We have no junior developers on staff. No one is new to our organization either, so it's not like our software development processes are novel to anyone. Maybe I'm being too hard, but my expectation is that if your title is 'Senior Software Engineer' then you should be able to successfully analyze and execute work assignments. Knowing the personalities of the individuals involved I don't think that this behavior is intentional. That leads me to the conclusion that this is either apathy or sloppiness. Or both.

I suppose that this is a sore spot for me because I resent spending so much time merging and synchronizing. When someone works in the wrong place I've got to spend even more time sorting it all out. And then I also feel really petty when I have to scold someone who is a highly skilled, highly compensated professional for making such a rookie mistake. Again.

Friday, September 4, 2009

Windows 7 x64, Toad 9.7.2.5, Oracle 11g ODAC

After too much time and frustration, I finally got Toad (version 9.7.2.5) and Oracle Data Access Components to work on Windows 7 Professional x64.

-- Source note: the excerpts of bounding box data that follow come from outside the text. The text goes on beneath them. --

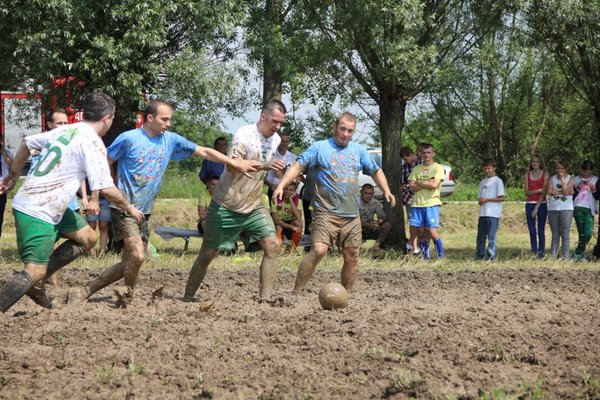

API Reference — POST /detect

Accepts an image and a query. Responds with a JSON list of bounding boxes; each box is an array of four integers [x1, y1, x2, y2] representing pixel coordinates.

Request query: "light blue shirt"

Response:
[[107, 128, 196, 214], [297, 138, 379, 218]]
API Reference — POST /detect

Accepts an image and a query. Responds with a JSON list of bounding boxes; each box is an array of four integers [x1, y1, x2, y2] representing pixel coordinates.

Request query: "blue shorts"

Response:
[[85, 199, 111, 222], [409, 206, 440, 228]]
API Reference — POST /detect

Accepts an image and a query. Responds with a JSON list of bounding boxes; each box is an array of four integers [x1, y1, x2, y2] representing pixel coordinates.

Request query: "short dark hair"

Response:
[[481, 158, 496, 168], [46, 108, 67, 122], [581, 160, 594, 171], [360, 183, 375, 193], [400, 146, 415, 157], [83, 92, 116, 122], [144, 99, 173, 119], [335, 111, 356, 126], [213, 136, 227, 148], [262, 100, 287, 115]]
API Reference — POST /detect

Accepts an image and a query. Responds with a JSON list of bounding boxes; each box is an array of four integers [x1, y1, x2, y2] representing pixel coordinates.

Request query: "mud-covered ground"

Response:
[[0, 267, 600, 399]]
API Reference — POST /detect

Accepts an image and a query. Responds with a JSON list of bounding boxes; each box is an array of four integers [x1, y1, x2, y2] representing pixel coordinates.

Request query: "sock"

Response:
[[433, 239, 444, 258], [419, 241, 429, 260], [0, 271, 33, 312]]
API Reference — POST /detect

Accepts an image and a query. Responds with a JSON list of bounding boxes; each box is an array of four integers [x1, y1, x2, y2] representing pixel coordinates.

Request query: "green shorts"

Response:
[[13, 208, 87, 265], [202, 201, 275, 250]]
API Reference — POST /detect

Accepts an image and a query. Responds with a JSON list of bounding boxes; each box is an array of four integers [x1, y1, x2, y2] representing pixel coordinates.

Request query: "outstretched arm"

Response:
[[371, 168, 396, 207]]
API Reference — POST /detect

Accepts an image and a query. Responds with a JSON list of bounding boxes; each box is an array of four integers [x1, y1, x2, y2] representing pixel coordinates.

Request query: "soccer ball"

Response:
[[319, 282, 348, 310]]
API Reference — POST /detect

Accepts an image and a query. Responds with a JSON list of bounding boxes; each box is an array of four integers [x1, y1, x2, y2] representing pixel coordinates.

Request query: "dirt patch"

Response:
[[0, 266, 600, 399]]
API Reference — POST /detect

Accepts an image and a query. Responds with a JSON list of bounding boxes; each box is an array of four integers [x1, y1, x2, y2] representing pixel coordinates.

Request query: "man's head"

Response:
[[360, 183, 375, 203], [83, 93, 116, 136], [213, 136, 227, 154], [46, 108, 69, 131], [420, 143, 435, 165], [258, 100, 287, 137], [481, 159, 496, 178], [144, 99, 173, 136], [283, 181, 298, 200], [277, 133, 290, 155], [400, 147, 417, 164], [333, 112, 356, 147], [206, 176, 219, 197]]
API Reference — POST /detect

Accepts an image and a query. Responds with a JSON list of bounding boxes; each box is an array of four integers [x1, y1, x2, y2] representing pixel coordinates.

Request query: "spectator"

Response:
[[525, 154, 548, 258], [271, 181, 302, 246], [533, 160, 575, 260], [476, 160, 504, 260], [358, 183, 392, 251], [573, 160, 598, 260]]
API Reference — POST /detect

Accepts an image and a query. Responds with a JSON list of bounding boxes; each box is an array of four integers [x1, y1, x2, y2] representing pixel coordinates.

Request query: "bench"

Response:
[[154, 226, 202, 253]]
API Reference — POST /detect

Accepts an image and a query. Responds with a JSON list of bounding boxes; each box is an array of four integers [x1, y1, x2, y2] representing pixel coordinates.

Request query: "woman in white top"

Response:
[[573, 160, 598, 260], [546, 160, 575, 260]]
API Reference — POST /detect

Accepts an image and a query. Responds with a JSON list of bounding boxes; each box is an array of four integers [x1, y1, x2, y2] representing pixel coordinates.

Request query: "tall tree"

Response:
[[300, 0, 486, 247]]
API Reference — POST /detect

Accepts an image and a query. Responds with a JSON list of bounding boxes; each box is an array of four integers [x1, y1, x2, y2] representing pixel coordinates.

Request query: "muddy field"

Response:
[[0, 266, 600, 399]]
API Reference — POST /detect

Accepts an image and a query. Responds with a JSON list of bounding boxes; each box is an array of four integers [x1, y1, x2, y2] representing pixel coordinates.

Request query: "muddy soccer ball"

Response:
[[319, 282, 348, 310]]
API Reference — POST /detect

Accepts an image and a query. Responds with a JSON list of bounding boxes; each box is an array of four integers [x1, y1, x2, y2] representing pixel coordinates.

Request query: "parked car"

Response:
[[358, 147, 455, 200]]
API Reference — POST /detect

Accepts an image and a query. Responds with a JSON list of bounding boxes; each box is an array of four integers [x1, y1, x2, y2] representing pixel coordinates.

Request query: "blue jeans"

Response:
[[476, 217, 500, 260], [525, 203, 548, 257]]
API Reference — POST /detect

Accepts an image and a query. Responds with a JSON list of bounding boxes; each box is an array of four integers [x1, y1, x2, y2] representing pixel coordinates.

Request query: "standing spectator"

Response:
[[271, 181, 302, 246], [573, 160, 598, 260], [183, 100, 286, 301], [400, 147, 419, 255], [69, 100, 257, 305], [534, 160, 575, 260], [265, 133, 298, 199], [408, 143, 444, 260], [358, 183, 392, 251], [476, 160, 504, 260], [273, 112, 396, 293], [198, 176, 219, 235], [198, 136, 227, 185], [0, 143, 14, 237], [525, 154, 548, 258]]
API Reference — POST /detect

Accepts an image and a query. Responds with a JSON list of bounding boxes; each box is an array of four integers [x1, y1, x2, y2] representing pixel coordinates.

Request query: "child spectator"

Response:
[[534, 160, 575, 260], [476, 160, 504, 260], [573, 160, 598, 260], [525, 154, 548, 258], [271, 181, 303, 246]]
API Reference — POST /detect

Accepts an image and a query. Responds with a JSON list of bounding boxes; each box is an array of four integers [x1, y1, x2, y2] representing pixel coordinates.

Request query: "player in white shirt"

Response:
[[0, 93, 143, 312]]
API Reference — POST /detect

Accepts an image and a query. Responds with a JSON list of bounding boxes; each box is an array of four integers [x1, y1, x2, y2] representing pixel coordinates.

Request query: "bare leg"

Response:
[[258, 236, 279, 299], [183, 245, 219, 301], [294, 242, 329, 294], [342, 247, 360, 291]]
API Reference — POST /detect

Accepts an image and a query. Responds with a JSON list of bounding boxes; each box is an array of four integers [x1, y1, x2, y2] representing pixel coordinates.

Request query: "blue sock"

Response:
[[433, 239, 444, 258], [419, 241, 429, 260]]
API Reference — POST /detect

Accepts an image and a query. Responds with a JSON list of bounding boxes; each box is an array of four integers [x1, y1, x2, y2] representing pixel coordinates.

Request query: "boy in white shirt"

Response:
[[475, 160, 504, 260]]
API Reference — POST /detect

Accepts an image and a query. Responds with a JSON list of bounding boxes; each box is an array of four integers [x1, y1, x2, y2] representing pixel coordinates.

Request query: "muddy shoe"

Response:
[[115, 286, 133, 308], [67, 287, 87, 304], [25, 284, 52, 309]]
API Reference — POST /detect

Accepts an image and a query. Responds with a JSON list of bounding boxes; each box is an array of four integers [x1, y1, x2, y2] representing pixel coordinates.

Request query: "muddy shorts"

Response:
[[13, 208, 87, 264], [202, 201, 275, 250], [311, 210, 362, 249], [110, 208, 150, 243]]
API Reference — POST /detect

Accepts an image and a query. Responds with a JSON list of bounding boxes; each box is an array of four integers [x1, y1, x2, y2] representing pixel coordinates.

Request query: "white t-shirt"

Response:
[[573, 175, 598, 214], [479, 176, 505, 218], [213, 124, 281, 214], [546, 175, 573, 211], [0, 149, 15, 182], [266, 151, 298, 185], [12, 122, 114, 225]]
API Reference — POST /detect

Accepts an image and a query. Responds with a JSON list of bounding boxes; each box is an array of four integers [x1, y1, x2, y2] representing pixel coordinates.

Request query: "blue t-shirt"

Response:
[[198, 160, 225, 183], [297, 138, 379, 218], [107, 128, 196, 214]]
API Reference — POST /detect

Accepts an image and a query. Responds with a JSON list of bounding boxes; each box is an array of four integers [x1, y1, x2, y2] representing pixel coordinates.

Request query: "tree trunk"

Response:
[[379, 97, 406, 249]]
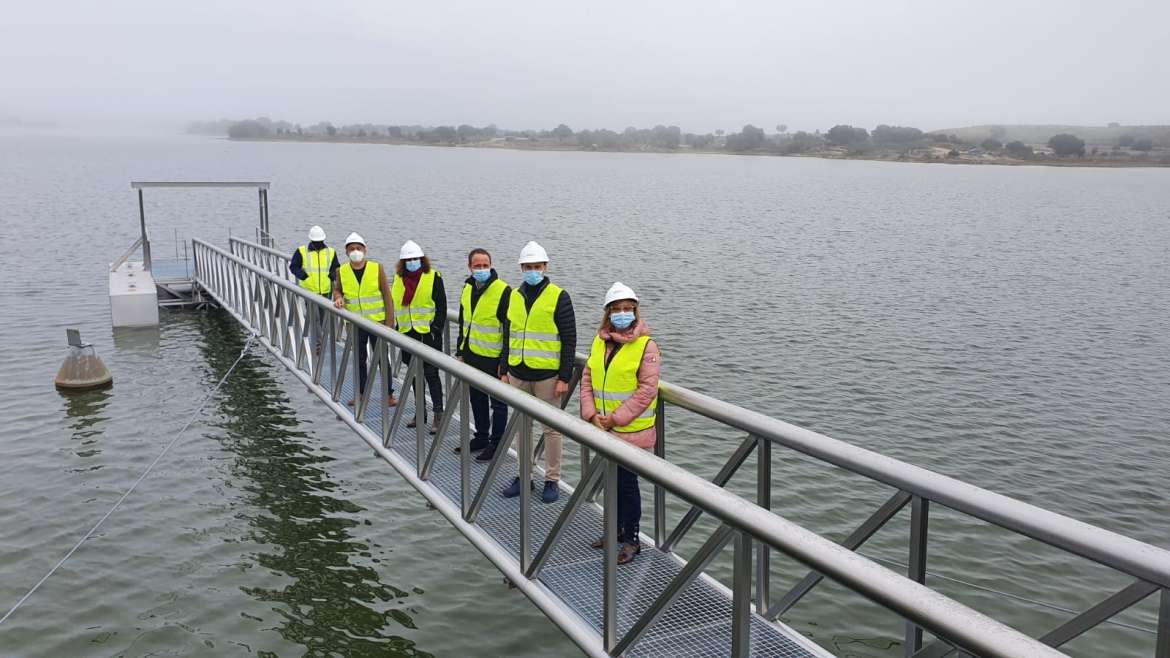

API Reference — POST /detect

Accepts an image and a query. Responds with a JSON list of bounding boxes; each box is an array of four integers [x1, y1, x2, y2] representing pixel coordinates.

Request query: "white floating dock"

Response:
[[110, 261, 158, 327]]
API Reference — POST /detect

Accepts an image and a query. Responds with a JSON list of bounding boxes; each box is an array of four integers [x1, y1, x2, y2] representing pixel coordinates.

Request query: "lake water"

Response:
[[0, 133, 1170, 657]]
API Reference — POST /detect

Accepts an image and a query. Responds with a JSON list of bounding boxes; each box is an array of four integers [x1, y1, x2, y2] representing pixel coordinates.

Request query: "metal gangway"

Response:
[[192, 238, 1170, 658]]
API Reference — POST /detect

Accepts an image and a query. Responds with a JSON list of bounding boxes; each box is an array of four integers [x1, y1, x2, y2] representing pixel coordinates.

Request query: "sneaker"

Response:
[[475, 444, 497, 464], [452, 439, 488, 454], [618, 543, 642, 564], [541, 480, 560, 502], [503, 478, 536, 498]]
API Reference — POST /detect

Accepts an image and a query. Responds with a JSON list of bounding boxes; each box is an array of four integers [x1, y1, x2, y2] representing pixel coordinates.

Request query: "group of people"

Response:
[[289, 226, 660, 564]]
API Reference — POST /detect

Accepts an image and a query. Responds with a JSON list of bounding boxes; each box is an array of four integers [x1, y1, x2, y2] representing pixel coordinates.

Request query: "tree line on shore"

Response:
[[188, 117, 1170, 159]]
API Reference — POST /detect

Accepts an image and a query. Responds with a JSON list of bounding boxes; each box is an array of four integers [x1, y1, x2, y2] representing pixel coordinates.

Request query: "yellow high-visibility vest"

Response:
[[508, 281, 560, 370], [586, 336, 658, 432], [459, 279, 508, 357], [297, 245, 333, 295], [337, 260, 386, 322], [390, 269, 439, 334]]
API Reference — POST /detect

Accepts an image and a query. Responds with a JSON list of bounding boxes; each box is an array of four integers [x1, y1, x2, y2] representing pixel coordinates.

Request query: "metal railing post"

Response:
[[601, 459, 619, 651], [349, 322, 369, 412], [381, 338, 394, 446], [731, 530, 752, 658], [459, 377, 472, 519], [906, 495, 930, 657], [1154, 588, 1170, 658], [516, 414, 532, 571], [411, 355, 427, 475], [756, 439, 772, 615], [654, 398, 666, 549], [138, 187, 151, 272]]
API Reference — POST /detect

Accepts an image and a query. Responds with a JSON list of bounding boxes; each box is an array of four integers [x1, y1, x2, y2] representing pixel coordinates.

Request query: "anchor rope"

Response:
[[0, 333, 256, 624]]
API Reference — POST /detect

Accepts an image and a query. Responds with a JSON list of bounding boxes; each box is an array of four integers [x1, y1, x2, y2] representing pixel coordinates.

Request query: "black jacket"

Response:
[[500, 276, 577, 383], [455, 268, 511, 377], [289, 242, 340, 281]]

For hours Toad wouldn't even acknowledge that an Oracle client was installed. I tried the 11g x86, Instant Client, 10g Oracle x64, finally Oracle 11g ODAC and Oracle Developer Tools for Visual Studio AKA ODTwithODAC1110621.zip started to work. At one point while trying to get Instant Client to work I manually set the ORACLE_HOME, TNS_ADMIN, and PATH environment variables. I don't know if that had any effect on my success. I'm too scared to remove them to find out considering the fragility of the Toad / Oracle client interaction. For now I'm just happy that my Dell Latitude E6500 can play any role other than netbook.